FTC rule over charities allowed

Opinion lets agency regulate nonprofits' economic activities

Supreme Court

May 25, 1999|By Lyle Denniston | Lyle Denniston,SUN NATIONAL STAFF

WASHINGTON -- Settling a legal question that had been open for two decades, the Supreme Court ruled unanimously yesterday that the Federal Trade Commission has the power to regulate the economic activities of nonprofit groups and associations.

The fact that a group earns no profit on its own, the court said, does not bar FTC oversight, if the organization engages in activities that affect the profits and economic interests of members.

But, in a separate part of the ruling, the court decided by a 5-4 vote that any FTC inquiry into whether those activities in fact harm competition must be full and thorough. A superficial "quick look" that the FTC sometimes can use in business cases is not enough when a nonprofit is under investigation, the majority said.

The ruling upheld a 1997 decision by the 9th U.S. Circuit Court of Appeals in San Francisco that the FTC could regulate the advertising rules that the California Dental Association imposes on its members.

Those rules generally bar dentists from advertising low fees or ads that make claims about the comparative quality of a dentist's services.

The FTC had ruled in 1996 that these rules illegally interfered with dentists' opportunity to advertise price and other advantages they were offering patients.

In a separate case yesterday, the court, splitting 5-4, ruled that developers are sometimes entitled to jury trials when they sue in federal court with claims that a local government unconstitutionally seized their property by denying permits to build on it.

It did not spell out the specific instances in which the jury trial right exists, leaving that to be developed in future cases.

The ruling was not a complete victory for developers for another reason:

The court, in a second part of the decision, refused unanimously to make it easier for developers to prove that land-use regulations resulted in invalid seizures, or "takings," of private property.

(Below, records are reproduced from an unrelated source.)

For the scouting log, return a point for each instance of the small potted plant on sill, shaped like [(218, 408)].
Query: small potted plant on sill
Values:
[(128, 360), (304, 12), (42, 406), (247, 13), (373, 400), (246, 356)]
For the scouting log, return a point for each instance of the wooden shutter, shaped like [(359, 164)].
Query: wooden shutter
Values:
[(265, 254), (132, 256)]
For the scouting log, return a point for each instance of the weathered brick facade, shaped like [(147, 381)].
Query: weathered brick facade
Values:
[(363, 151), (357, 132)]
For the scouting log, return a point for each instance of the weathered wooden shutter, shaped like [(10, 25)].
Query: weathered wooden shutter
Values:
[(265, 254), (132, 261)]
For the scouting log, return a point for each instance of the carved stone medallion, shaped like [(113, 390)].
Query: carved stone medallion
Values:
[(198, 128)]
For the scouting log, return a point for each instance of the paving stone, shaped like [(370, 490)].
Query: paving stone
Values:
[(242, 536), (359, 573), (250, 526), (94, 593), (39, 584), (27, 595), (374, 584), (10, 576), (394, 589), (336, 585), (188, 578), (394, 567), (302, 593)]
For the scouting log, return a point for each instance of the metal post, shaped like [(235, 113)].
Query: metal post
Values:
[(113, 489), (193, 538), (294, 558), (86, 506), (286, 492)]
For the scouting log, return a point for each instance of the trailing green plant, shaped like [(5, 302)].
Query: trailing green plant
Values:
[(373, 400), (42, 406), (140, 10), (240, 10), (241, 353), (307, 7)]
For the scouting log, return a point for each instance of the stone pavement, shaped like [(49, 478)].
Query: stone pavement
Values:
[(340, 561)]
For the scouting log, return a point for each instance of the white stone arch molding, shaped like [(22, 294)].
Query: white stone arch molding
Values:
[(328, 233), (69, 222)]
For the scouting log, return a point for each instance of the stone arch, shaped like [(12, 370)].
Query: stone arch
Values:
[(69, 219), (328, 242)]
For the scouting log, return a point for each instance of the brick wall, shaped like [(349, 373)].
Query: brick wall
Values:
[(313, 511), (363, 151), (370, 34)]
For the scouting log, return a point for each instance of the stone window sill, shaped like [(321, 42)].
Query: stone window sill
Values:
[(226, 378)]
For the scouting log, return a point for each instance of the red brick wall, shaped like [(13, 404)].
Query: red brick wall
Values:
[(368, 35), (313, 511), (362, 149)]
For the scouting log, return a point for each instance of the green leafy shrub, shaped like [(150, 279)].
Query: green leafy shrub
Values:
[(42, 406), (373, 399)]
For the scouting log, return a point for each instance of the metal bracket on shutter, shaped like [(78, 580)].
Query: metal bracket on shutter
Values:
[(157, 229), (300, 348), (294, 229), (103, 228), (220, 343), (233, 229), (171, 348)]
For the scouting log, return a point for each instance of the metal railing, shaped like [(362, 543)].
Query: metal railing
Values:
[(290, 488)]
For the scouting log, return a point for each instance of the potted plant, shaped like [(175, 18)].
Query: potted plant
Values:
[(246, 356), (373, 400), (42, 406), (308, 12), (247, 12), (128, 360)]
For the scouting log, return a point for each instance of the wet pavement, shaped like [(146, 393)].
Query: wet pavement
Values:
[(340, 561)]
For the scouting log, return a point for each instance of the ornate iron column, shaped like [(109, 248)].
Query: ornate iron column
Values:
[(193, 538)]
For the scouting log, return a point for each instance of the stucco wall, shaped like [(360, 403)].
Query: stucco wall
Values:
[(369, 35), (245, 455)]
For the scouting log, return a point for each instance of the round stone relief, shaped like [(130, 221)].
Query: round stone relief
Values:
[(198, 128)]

The court said it would adhere to its earlier formula, which declares that a taking does not occur unless government action destroys all of a property's economic value.

The ruling upheld a jury verdict of $1.45 million in favor of California developers who wanted to build homes in a 37-acre dune area along the Pacific coastline in Monterey, only to be thwarted repeatedly by local officials seeking to protect an endangered species, Smith's Blue Butterfly.

In a second California case, the court refused to hear a challenge to a rent-control ordinance in Santa Monica.